4.02 Covenants of the Buyer During Interim Period. The Buyer hereby covenants
that, during the Interim Period, it shall:
(a) do all things and cause all things to be done to ensure that all the
warranties and representations of the Buyer contained in this Agreement
remain true and correct throughout the Interim Period as if such
representations and warranties were continuously made throughout such
period; and
(b) treat in confidence all documents, materials and other information and
findings which it or any of its authorized representatives, the Buyer's
Accountants or the Buyer's Counsel has obtained concerning the Seller
and/or the Business during the Interim Period in the course of its
investigations.
4.03 Covenants on Closing.
(a) The Seller covenants that at the Time of Closing it will satisfy, or cause
to be satisfied, all conditions precedent to the obligations of the Buyer
set out in Section 5.01 of this Agreement.
(b) The Buyer covenants that at the Time of Closing it will satisfy, or cause
to be satisfied, all conditions precedent to the obligations of the Seller
set out in this Agreement.
4.04 Post-Closing Covenants.
(a) Subject to other provisions of this Agreement, the Seller covenants that
the Buyer may have from time to time and at all times subsequent to the
Time of Closing peacefully and quietly have, hold, possess and enjoy the
Assets and every part thereof to and for its own use and benefit without
any manner of hindrance, interruption, molestation, claim or demand
whatsoever of, from or by the Vendors or any person whomsoever and with
good and marketable title thereto, free and clear and absolutely released
and discharged from and against all former and other bargains, sales,
gifts, grants, mortgages, pledges, security interest, adverse claims,
liens, charges and encumbrances of any nature or kind whatsoever.
(b) The Seller agrees that, subsequent to the Time of Closing and at the
request and expense of Buyer, it will:
13
(i) execute and deliver such additional conveyances, transfers and
other assurances as, in the opinion of the Buyer's Counsel, are
reasonably required to carry out the intent of this Agreement and to
transfer the Assets to the Buyer;
(ii) take all steps reasonably required by the Buyer to assist the
Buyer in retaining the goodwill of the Business, including, if
requested by the Buyer, introducing the Buyer or the Buyer's
representatives to customers and suppliers of the Business; and
(iii) perform all of its obligations to be performed under this
Agreement after the Time of Closing.
(c) The Buyer agrees that, subsequent to the Time of Closing, it will:
(i) at the request and expense of the Seller, execute and deliver
such additional conveyances, transfers and other assurances as, in
the opinion of the Seller's Counsel, are reasonably required to
carry out the intent of this Agreement; and
(ii) perform all of its obligations to be performed under this
Agreement after the Time of Closing, including, without limitation,
satisfying the outstanding Balance as and when it becomes due and
payable.
4.05 Post-Closing Dispute Assistance.

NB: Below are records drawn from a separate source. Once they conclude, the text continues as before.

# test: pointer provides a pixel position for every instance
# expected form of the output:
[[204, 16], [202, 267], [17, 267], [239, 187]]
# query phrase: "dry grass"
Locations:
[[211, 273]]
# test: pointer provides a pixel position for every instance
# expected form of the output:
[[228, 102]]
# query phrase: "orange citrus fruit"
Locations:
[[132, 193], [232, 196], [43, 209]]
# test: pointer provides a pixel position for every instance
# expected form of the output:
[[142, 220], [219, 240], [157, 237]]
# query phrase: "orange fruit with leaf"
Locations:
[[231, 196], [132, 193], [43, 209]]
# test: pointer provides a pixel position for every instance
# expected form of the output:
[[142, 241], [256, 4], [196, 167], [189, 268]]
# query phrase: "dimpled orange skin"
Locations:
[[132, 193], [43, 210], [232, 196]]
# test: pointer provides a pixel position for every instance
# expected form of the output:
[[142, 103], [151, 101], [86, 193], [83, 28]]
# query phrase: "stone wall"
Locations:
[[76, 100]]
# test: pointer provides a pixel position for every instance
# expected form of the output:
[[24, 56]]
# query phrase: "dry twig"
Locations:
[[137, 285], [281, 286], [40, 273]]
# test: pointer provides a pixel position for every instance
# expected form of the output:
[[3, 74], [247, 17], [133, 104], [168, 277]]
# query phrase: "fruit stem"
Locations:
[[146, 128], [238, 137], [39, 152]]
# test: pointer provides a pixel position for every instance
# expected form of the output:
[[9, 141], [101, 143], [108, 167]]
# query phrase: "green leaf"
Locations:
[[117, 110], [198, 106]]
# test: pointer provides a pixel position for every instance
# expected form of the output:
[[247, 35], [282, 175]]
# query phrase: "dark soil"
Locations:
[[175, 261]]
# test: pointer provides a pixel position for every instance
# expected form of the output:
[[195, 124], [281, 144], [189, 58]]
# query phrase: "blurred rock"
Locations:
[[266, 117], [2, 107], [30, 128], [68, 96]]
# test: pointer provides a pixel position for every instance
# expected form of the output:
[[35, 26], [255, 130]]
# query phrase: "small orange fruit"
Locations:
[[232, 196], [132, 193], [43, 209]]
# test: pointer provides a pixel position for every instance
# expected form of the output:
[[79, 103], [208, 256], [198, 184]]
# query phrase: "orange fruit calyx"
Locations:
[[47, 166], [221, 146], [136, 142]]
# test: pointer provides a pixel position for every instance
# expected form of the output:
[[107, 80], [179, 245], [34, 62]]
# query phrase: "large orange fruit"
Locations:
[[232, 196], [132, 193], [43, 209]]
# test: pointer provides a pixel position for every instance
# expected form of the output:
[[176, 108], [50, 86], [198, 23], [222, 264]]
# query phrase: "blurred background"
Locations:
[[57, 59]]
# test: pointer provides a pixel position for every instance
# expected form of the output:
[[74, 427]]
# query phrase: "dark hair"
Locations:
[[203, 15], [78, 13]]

The Seller agrees that if there is any
dispute with respect to the Business arising out of events which occurred prior
to the Time of Closing, it will cooperate with the Buyer, at no cost to the
Buyer except for reasonable expenses for travel in connection with such
assistance, which shall be paid by the Buyer, in the resolution of such dispute,
including, without limitation, making appearances in any litigation which may
result therefrom; provided, however, that the Seller's agreement to cooperate
pursuant to this section shall not be deemed an acceptance by the Seller of any
liability arising from such dispute.
4.06 Covenants Concerning Confidentiality
(a) The Buyer acknowledges that in order to facilitate the completion of the
purchase of the Assets, it will be afforded access to and be entrusted
with information (in this subsection the "Confidential Information")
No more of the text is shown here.